The Politics of Expanding Healthcare Access to the Poor and Informal Sectors

On December 12, 2012, the United Nations General Assembly passed a resolution urging governments to ensure population access to quality healthcare. While the path countries have taken to financing universal access to healthcare has varied, a particularly important aspect of reform has been government efforts to make access to healthcare available to the poor, including people working in the informal economy. The UN resolution and country response present an opportunity to analyze how the politics of agenda setting and policy adoption operate in the arena of healthcare reform in the industrializing world.
In a new journal article published in Sociological Forum, Joseph Harris examines the process of policy adoption in Mexico and Turkey, countries that have recently aimed to provide healthcare access and financial protection to the poor and people in the informal sector. In line with literature on the 21st century developmental state, Harris finds democratic competition plays an important role in causing political parties to take up new agendas. However, examination also illuminates surprising dynamics that challenge conventional elements of sociological theory: right-leaning political parties played important roles in adoption, while labor unions and left-wing parties opposed reform in both cases.
Main findings:
- Turkey’s reforms aimed at extending healthcare to the poor and informal sector took place at a time when a conservative-leaning government took power.
- However, the Turkish conservative party’s embrace of expansive healthcare reform that has extended access to many must be read against broader neoliberal party initiatives that have hurt the working class.
- In Mexico, as in Turkey, universal coverage was adopted during the tenure of a party that cannot be characterized as left-wing.

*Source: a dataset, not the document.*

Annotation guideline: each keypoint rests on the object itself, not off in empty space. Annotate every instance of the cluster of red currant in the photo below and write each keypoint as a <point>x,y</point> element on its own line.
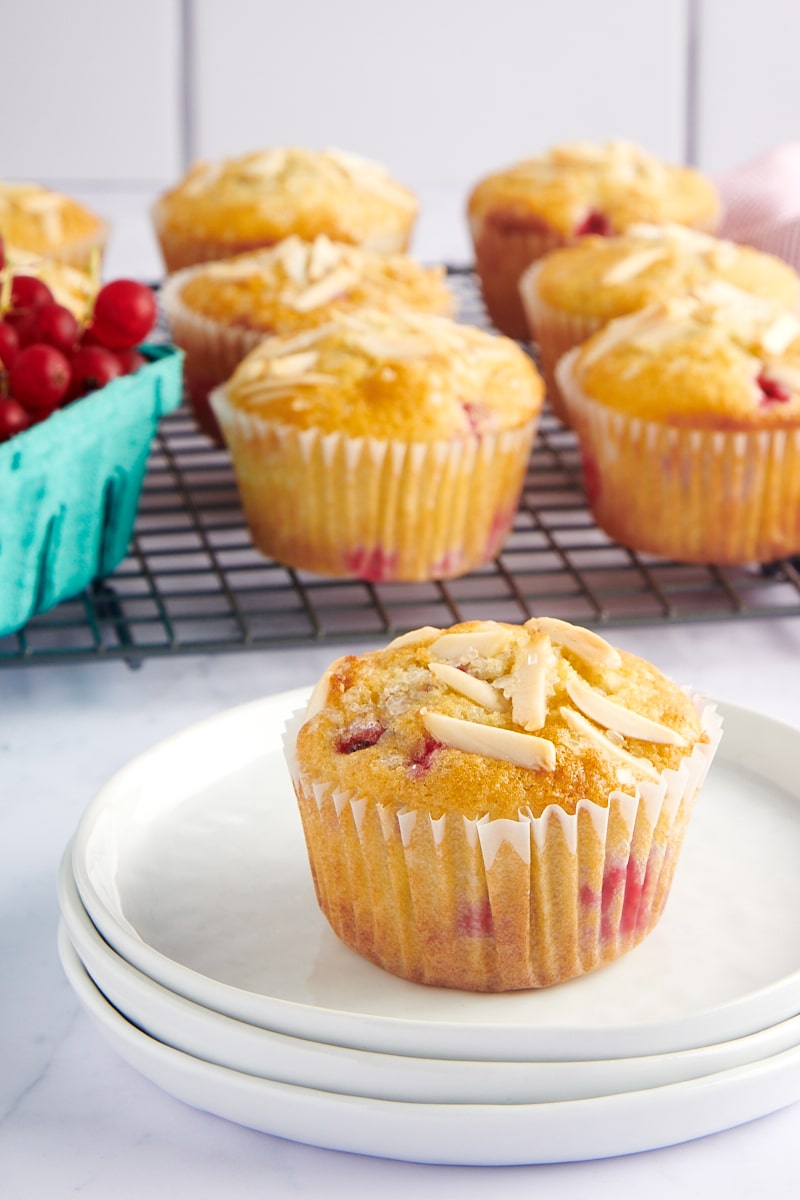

- As in Turkey, Mexican unions and the more established left-wing party opposed the reform. Unions were concerned how healthcare access expansion through the social security program might impact the social security fund’s viability, while doctors were concerned over how the program would increase their workloads.
Harris argues the appeal of traditionally left-wing healthcare reform policies to governments that exhibit some right-leaning tendencies has to do with the character of the policies themselves. With such features as the contracting of private providers, the promotion of competition and the use of premiums, Turkey’s reform has been described as neoliberal, and Mexico’s included similar features (although in practice, the reforms departed substantially from a neoliberal approach). Harris notes further research examining the role of political elites in the expansion of new policy areas is needed to build a more complete picture of policy dynamics in industrializing regions constituting the vast majority of the world but often neglected by scholars.